Револьверным выстрелом ему размозжили затылок. С близкого расстояния. Невольно изменившись в лице от усилий – он был довольно тяжелым, – я перекатил его на спину. Пуля прошла насквозь – лица у него тоже не было. Я пошарил у него в карманах. Автоматический нож с перламутровой рукояткой. Табак в кисете, истертая курительная трубка. Медный кастет. Пальто плохое, рукава на локтях протерлись до дыр. Штаны подвязаны куском обмахрившейся веревки. Ладони загрубели, костяшки пальцев разбиты в кровь. В луже вокруг головы лежали зубы – их выбило пулей.
Отходы, Уилл Генри, отходы.
Положив кастет и нож к себе в карман, я подполз ближе к двери, и свет от газовых рожков протянул мою тень над его телом.
Если столкнулся с проблемой, ищи ответ на поверхности: именно так обычно действует природа.
Он явно не ждал нападения.
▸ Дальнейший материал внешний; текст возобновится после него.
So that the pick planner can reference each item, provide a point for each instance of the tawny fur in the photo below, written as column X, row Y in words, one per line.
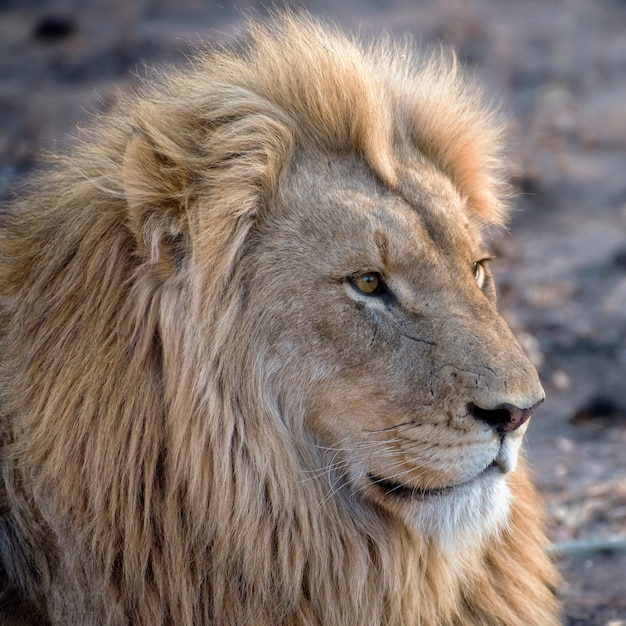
column 160, row 461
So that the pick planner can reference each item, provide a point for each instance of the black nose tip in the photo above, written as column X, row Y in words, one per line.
column 505, row 418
Он стоял к нападавшему спиной. Убийца либо подкрался к нему незаметно, либо предал его: значит, они были соперниками либо заговорщиками, но один взбунтовался против второго. Может, их было больше, чем двое. Наградой им должен был стать трофей, как назвал его когда-то Метерлинк; трофей, ради которого богатые люди готовы были рискнуть состоянием, а бедные – душой.
Фон Хельрунг тоже это понимал.
– Поздравления потом, Mein Guter Freund,[3] – прохрипел он, срезая кончик гаванской сигары. Это было за вечер до того, как мы с его племянницей вместе скрылись с бала. – Любого другого натурфилософа, каковы бы ни были его заслуги перед Обществом, немедленно вышвырнули бы из ассамблеи как шарлатана и спекулянта, рискни он хотя бы заикнуться о находке живого Т. Церрехоненсиса.